My experience over the past year is that the highly-touted ME/CFIDS doctors (as well as, MAs, PAs, and NPs) are private pay only. Even a half hour telephone call with one of these “docs in demand” is $300 or more—paid in advance. I understand the point that some forum members have made that ME/CFIDS is a complex illness and, therefore, requires more of a doctor’s time and attention. But I was diagnosed more than twenty years ago by an infectious disease specialist who accepted my insurance and didn’t count down the minutes of my visits. I never heard him complain. I think that is called “dedication.” He even used his own time to hold semi annual CFS conferences to provide hope for ME/CFS patients and families by updating us on current research findings, as well as, explaining possible future treatment protocols.
ME/CFIDS destroys lives in ways that people with other chronic illnesses can’t imagine. Abuse is certainly a part of that ongoing destruction. We all have horror stories that are eerily similar. I can’t count on an abacus the number of times I’ve been humiliated by a doctor, dismissed as being mentally ill, ignored, disrespected, and laughed at.

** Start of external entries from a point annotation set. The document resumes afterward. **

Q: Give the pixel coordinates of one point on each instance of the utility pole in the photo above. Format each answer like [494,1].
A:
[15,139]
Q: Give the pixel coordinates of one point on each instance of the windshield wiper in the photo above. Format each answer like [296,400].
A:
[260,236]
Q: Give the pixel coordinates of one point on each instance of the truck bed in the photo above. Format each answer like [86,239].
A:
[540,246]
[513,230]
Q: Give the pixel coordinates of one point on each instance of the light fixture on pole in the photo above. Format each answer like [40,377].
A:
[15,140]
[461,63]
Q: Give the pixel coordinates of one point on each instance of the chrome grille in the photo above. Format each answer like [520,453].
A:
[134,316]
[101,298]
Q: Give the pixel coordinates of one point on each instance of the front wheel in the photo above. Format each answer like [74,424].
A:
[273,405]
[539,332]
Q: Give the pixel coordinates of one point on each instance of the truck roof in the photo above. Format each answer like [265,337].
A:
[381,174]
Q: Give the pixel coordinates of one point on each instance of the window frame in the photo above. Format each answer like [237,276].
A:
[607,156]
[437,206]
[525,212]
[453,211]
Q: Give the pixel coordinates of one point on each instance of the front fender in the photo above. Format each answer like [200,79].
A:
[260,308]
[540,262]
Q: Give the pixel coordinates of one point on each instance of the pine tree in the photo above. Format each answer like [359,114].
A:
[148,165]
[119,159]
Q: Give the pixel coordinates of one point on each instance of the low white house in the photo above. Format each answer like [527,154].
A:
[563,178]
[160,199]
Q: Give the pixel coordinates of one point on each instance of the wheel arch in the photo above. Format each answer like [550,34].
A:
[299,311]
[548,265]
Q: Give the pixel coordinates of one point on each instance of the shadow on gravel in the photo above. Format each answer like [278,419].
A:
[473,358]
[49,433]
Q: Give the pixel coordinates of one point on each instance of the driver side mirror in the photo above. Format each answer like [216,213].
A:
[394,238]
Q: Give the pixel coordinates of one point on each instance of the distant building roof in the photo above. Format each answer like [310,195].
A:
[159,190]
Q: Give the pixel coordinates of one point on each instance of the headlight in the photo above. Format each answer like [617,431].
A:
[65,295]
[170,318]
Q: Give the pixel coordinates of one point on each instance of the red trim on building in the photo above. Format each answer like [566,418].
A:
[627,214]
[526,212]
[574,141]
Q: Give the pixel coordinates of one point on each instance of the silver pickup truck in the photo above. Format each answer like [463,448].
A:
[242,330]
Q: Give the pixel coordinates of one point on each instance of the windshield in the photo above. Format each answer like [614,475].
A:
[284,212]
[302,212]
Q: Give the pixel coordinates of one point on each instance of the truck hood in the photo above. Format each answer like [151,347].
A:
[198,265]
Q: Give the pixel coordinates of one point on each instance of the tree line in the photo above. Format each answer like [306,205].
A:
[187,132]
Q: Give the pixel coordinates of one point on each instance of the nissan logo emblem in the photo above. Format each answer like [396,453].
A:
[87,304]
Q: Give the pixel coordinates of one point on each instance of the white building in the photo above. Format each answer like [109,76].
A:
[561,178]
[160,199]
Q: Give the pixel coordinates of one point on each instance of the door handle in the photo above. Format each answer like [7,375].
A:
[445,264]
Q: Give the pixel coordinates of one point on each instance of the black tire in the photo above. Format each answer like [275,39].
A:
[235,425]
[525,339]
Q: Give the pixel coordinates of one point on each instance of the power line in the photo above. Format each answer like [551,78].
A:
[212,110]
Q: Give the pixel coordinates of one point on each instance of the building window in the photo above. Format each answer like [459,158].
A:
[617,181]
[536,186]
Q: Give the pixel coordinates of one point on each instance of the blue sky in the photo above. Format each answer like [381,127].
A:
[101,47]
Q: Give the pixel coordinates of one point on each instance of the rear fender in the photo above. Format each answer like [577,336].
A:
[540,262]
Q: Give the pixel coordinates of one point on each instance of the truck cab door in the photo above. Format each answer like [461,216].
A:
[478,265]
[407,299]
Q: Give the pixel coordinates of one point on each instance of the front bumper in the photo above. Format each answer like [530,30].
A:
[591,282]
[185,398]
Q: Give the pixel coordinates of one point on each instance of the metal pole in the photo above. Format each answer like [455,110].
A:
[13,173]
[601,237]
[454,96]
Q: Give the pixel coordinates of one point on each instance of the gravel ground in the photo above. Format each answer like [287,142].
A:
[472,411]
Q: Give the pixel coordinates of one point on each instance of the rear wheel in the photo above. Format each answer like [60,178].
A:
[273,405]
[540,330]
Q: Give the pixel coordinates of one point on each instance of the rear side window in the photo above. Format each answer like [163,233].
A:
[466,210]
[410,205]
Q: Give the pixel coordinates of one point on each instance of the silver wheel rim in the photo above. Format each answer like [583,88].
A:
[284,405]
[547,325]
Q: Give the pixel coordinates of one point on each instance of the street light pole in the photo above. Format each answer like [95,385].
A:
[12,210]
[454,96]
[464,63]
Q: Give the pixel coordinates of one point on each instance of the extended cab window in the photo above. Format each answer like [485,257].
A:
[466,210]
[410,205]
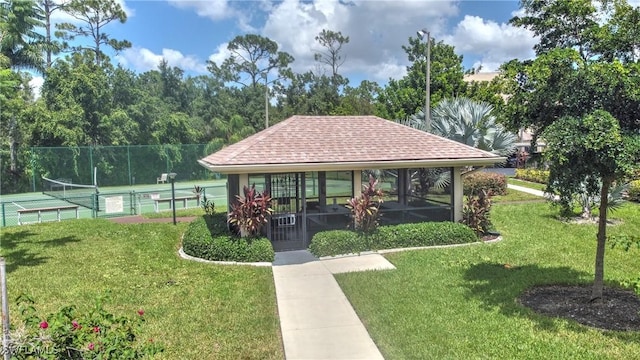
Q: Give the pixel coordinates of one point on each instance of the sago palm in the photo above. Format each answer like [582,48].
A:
[469,122]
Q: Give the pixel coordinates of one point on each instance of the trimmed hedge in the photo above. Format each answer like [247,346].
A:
[634,190]
[208,238]
[494,183]
[533,175]
[336,242]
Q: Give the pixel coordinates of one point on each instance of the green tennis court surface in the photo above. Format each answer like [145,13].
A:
[112,202]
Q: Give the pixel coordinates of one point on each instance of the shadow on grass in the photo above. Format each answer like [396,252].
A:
[498,286]
[28,255]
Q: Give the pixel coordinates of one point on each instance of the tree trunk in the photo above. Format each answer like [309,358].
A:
[598,283]
[13,144]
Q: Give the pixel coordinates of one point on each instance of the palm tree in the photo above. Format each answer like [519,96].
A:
[469,122]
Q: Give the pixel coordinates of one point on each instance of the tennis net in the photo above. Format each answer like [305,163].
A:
[83,195]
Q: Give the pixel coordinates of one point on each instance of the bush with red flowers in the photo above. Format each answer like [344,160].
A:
[69,334]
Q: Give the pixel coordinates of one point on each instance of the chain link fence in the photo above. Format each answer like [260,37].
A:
[19,210]
[118,165]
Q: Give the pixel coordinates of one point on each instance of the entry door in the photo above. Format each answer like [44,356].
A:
[287,227]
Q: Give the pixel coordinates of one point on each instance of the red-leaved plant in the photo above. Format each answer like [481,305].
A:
[365,209]
[250,212]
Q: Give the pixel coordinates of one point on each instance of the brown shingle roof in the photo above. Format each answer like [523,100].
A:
[341,139]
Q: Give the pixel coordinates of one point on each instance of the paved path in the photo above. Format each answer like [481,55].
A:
[316,319]
[528,190]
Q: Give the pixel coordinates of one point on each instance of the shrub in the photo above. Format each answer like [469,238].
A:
[250,212]
[336,242]
[70,334]
[492,183]
[533,175]
[634,190]
[365,209]
[208,238]
[476,212]
[422,234]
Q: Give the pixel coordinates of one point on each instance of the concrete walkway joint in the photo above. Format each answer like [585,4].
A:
[316,319]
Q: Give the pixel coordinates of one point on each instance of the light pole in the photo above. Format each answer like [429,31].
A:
[266,100]
[427,111]
[172,177]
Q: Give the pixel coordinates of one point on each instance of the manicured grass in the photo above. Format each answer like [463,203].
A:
[460,303]
[528,184]
[198,311]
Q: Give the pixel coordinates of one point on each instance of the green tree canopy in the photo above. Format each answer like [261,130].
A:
[591,150]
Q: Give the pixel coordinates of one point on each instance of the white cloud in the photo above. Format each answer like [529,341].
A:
[372,49]
[493,43]
[220,55]
[36,85]
[213,9]
[143,59]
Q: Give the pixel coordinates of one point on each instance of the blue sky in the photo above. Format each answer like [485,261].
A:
[188,33]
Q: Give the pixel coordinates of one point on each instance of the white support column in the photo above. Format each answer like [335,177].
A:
[457,194]
[244,181]
[357,182]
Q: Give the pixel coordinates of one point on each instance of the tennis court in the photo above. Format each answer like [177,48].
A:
[110,202]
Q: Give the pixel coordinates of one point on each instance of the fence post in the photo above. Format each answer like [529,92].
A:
[5,311]
[92,181]
[129,165]
[33,168]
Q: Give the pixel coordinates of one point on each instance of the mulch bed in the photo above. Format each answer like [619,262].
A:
[137,219]
[619,309]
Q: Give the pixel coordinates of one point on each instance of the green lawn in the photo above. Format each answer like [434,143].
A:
[460,303]
[198,311]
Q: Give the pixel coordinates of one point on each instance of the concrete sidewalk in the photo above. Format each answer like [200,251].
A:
[530,191]
[525,189]
[316,319]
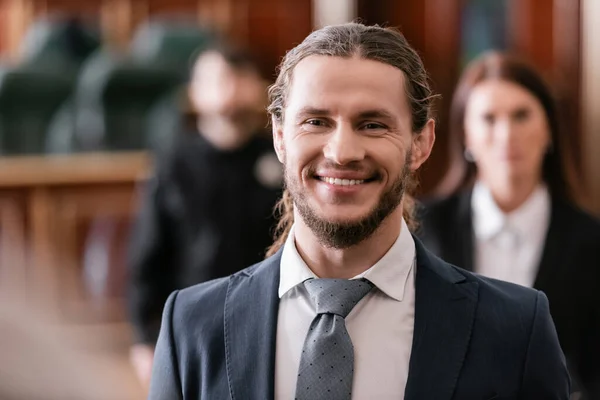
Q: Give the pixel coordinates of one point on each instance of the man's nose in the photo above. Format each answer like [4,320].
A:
[344,146]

The worse part of the abuse for me is that over the years the abuse has usually taken place behind my back, but in front of my family—husband, children—who have been all too eager to agree with the man with the MD behind his name. As a result, I have given up looking to my family for emotional support during times when my symptoms are particularly debilitating—They have been convinced by doctors over the years that to believe my illness is real is to “enable” me. God forbid that we be comforted, given an encouraging word, or occasional helping hand. Better to ignore the possibility that our pain is real. Believe me, I’ve experienced enough “eyerolling” over the last thirty-plus years to last two lifetimes.

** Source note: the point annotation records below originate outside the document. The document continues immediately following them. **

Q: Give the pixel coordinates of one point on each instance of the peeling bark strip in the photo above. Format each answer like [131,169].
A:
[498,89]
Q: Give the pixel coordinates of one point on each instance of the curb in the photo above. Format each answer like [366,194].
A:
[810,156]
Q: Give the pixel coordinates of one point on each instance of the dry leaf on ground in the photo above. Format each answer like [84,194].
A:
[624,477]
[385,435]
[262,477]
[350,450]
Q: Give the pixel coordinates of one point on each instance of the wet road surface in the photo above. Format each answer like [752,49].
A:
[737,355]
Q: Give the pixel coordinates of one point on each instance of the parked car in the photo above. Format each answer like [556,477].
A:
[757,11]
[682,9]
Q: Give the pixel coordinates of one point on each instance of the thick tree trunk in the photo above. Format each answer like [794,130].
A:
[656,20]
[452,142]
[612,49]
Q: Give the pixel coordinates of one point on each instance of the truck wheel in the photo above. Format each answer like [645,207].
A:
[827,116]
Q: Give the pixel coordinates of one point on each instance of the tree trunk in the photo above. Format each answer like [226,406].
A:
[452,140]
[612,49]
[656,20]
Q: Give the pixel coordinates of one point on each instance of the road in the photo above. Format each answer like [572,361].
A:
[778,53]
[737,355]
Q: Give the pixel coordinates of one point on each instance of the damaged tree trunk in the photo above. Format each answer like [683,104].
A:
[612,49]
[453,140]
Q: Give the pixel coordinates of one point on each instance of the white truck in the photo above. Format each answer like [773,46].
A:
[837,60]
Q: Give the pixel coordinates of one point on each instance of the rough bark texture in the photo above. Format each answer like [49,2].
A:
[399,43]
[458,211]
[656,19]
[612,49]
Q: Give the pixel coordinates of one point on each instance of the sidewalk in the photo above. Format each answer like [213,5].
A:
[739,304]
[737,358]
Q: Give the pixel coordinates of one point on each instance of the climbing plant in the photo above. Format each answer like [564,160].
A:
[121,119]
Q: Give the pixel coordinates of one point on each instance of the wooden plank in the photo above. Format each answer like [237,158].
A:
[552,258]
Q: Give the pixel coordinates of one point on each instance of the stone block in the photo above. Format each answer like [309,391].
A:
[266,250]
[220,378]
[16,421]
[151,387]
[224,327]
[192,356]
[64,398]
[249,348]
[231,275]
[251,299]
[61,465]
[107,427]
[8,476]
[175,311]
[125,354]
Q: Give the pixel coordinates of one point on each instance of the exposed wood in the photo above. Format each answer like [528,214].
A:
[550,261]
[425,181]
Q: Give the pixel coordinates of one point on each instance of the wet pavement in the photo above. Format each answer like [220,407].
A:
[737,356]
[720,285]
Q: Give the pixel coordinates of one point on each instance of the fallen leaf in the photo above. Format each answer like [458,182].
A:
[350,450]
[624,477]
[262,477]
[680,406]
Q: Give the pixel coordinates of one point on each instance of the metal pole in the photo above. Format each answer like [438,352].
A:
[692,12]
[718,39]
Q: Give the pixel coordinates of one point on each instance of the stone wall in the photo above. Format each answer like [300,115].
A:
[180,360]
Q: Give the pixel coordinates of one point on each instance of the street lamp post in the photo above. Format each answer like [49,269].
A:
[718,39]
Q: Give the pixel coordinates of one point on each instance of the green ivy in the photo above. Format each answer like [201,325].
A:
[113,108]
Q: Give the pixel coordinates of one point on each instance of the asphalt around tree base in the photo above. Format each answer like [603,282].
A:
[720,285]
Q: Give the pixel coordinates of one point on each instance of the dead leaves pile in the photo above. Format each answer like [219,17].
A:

I am also wondering if abuse doesn’t include supplement companies. Supplements are now more expensive than prescription drugs. Every day a new cure in a bottle is introduced on the internet or social media. Put a new label on NAG, design a colorful label, run a few well-placed ads, and suddenly you can’t ship the stuff out fast enough! Currently, have a medicine cabinet filled with so many miracle cures that I can no longer keep track of which supplement is which—much less what each of them is for. Seriously, there are not enough hours in my day to take them all—even if I wanted to. I cringe when I think how much money I’ve wasted looking for that magic bullet. Interesting that so many supplement companies have jumped on the ME/CFS bandwagon, while pharmaceutical companies continue to pretend that the disorder doesn’t exist.
One more thing before I put my whine-fest to bed. You mention the swollen lymph nodes. They are real. We do not imagine them. Nor do we summon up low grade fevers and sore throats and the other very “measurable” symptoms we share. So how can ME/CFS be “all in our heads?” Since when did swollen lymph nodes indicate a “mental” illness? I’ve quit looking for answers.
like montoya, he's on to something, but it may or may not be a top problem for you plus he will likely not go beyond that solve a single problem approach... If you don't have bad gut problems, he's probably not for you, but this is why you should PM ppl who have actually seen him (which I haven't) and find out if he's going to go after something that's one of your core problems.